Social network analysis does not allow [us] to “draw a map” of an individual’s network or of all the relationships inside a community, to describe the network of this person or the social structure of this group…It is in fact possible to “draw maps” of networks, but only if we remember that the map is not the territory: it concentrates on some precisely defined phenomenon, momentarily forgetting everything else.

She encourages us, then, to use our metaphors as well as the methodology of social network analysis to reflect on our “boundary specification” choices – “whom do we observe? which ties? when?” – and how these choices “constrain” the questions we can ask and answer. These metaphors link to our implicit theories and, Lemercier argues, “[w]ell-conducted qualitative research often helps to make them more explicit, as the researcher has to define which factors she takes into account, how she defines them, which are the dependent and independent variables, etc.”

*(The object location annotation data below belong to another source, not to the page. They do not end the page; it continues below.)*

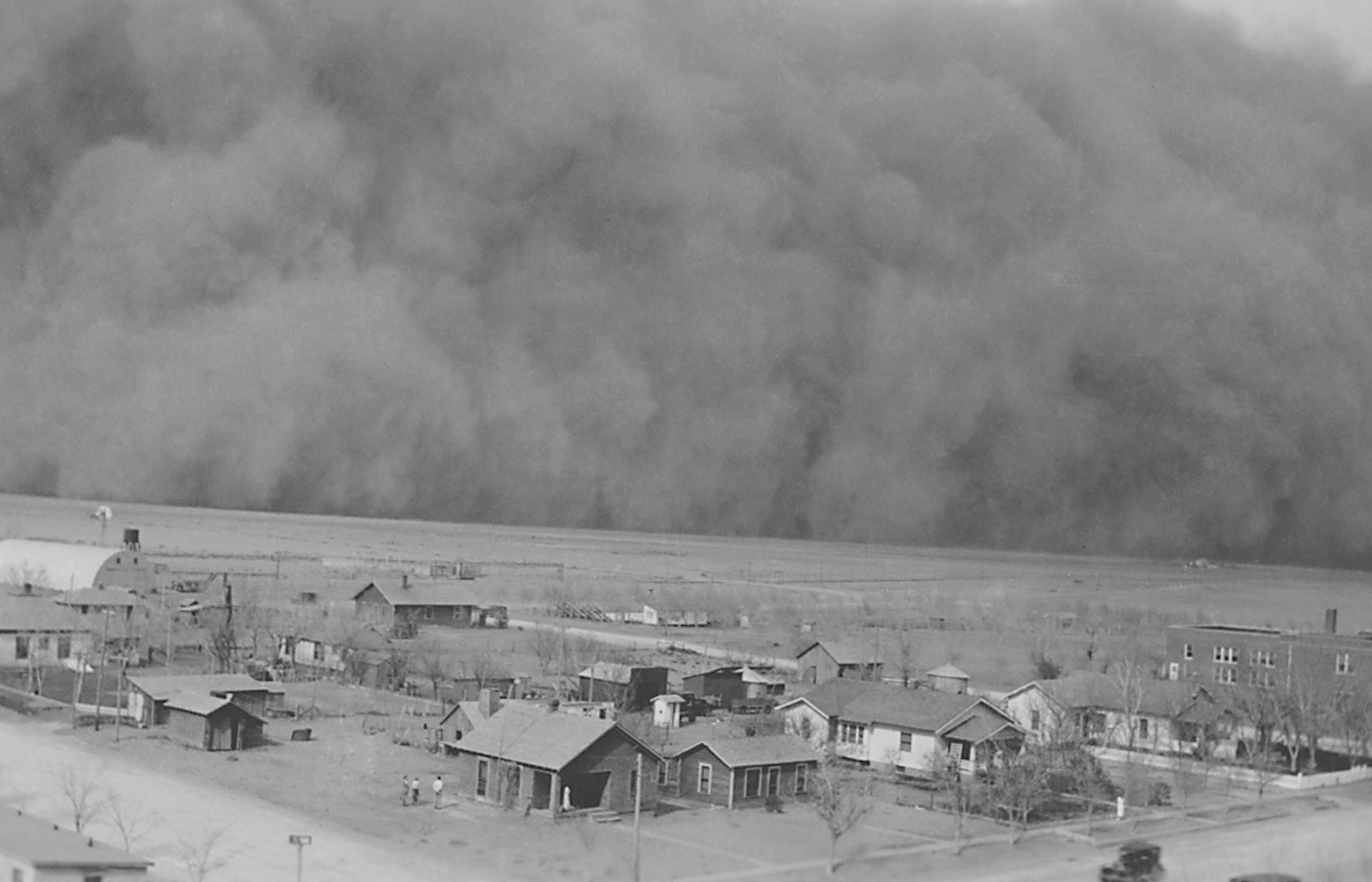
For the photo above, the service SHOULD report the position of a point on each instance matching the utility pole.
(639, 806)
(99, 675)
(300, 843)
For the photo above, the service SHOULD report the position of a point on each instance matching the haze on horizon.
(1083, 276)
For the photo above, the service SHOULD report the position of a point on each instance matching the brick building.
(1230, 654)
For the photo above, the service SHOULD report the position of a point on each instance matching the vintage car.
(1138, 862)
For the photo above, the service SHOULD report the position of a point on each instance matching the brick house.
(739, 773)
(548, 762)
(1224, 654)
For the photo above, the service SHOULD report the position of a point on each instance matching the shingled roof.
(758, 751)
(832, 697)
(537, 737)
(49, 847)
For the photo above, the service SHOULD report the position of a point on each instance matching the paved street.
(254, 840)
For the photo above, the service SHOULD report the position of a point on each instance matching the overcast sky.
(1347, 24)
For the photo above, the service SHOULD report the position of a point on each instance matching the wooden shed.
(213, 723)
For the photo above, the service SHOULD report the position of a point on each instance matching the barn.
(213, 723)
(68, 567)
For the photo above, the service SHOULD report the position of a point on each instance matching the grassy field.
(982, 611)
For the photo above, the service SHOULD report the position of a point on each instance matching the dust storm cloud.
(1084, 276)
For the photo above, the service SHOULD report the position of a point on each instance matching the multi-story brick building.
(1253, 656)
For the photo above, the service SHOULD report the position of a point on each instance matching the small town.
(568, 714)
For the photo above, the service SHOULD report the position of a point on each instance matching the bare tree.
(128, 821)
(81, 791)
(907, 653)
(841, 797)
(202, 855)
(546, 646)
(435, 663)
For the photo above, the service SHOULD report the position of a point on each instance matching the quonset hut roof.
(54, 565)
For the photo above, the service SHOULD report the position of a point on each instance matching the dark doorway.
(588, 789)
(542, 796)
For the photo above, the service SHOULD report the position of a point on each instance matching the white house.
(1162, 716)
(902, 729)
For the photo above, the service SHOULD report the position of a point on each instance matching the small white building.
(68, 567)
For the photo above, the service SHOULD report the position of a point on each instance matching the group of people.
(411, 791)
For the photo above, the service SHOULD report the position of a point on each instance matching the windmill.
(102, 515)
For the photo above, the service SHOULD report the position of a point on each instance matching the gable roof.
(47, 846)
(163, 687)
(58, 565)
(615, 671)
(756, 751)
(844, 653)
(925, 709)
(205, 705)
(539, 737)
(833, 696)
(99, 597)
(39, 613)
(424, 594)
(1087, 689)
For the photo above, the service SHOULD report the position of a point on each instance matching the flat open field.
(979, 609)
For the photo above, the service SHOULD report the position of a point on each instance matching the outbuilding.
(545, 762)
(69, 567)
(740, 773)
(213, 723)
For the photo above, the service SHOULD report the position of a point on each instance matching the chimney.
(489, 703)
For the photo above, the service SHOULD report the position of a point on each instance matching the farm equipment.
(1138, 862)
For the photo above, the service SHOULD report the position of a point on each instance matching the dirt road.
(254, 840)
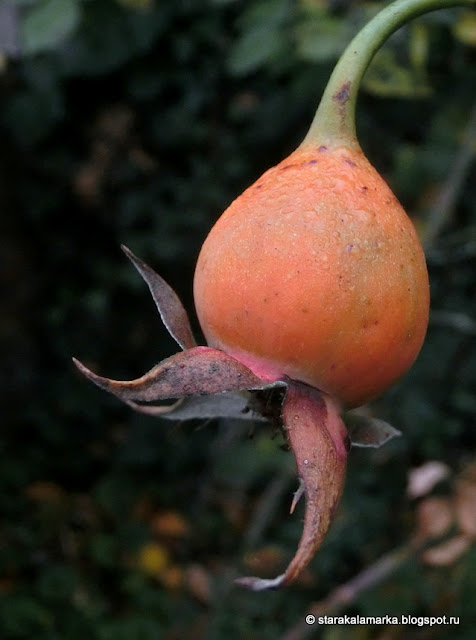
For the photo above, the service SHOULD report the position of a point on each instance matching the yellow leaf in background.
(418, 45)
(465, 28)
(153, 559)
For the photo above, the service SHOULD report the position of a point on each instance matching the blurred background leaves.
(137, 122)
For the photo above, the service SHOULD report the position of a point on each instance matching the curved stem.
(334, 122)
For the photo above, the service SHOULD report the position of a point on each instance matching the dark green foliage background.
(137, 123)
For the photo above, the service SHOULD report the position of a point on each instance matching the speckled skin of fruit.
(316, 273)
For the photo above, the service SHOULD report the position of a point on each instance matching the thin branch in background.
(458, 321)
(346, 593)
(443, 209)
(266, 507)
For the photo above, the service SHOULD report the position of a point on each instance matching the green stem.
(334, 122)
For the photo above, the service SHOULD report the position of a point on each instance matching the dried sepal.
(320, 443)
(197, 371)
(369, 432)
(168, 304)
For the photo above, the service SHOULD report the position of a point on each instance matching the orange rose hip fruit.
(316, 273)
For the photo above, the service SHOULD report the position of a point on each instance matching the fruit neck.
(334, 122)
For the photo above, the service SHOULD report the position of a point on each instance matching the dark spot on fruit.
(343, 94)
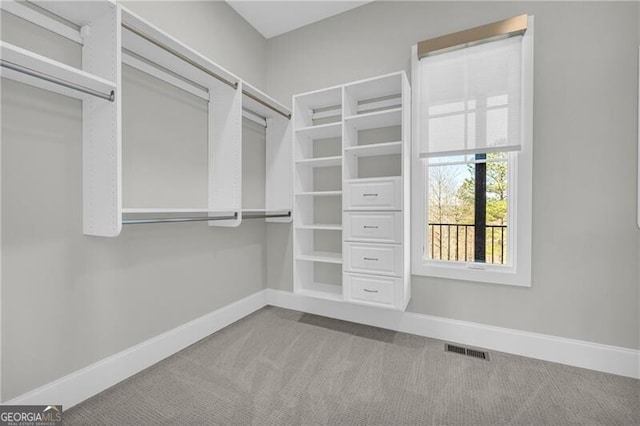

A final note: During our last meeting, Dr. Fyfe stated that digital replication/reproduction is an addition to, rather than a replacement of, non-digital spaces. Erickson emphasizes the same about the tools we use. “Digital note taking may add to but does not of necessity replace varied encounters between researcher and sources” (emphasis mine). This suggests that we need to be critical of the tools we use, considering which tools we can use as additions rather than replacements and what we may gain or lose by looking at tools as additions.

Works Cited

Erickson, Ansley T. “Historical Research and the Problem of Categories: Reflections on 10,000 Digital Note Cards.” Writing History in the Digital Age. Eds Kirsten Nawrotzki and Jack Dougherty. University of Michigan, 2013.

­Fleckenstein, Kristie, et al. “The Importance of Harmony: An Ecological Metaphor for Writing Research.” College Composition and Communication 60 (2008): 388-419.

Lemercier, Claire. “Formal Network Methods in History: Why and How?.” iSocial Networks, Political Institutions, and Rural Societies. Ed. Georg Fertig. Turnhout: Brepols, 2011.

Lynch,Tom J. “Social Networks and Archival Context Project: A Case Study of Emerging Cybrainfrastructure.” Digital Humanities Quarterly 8.3 (2014).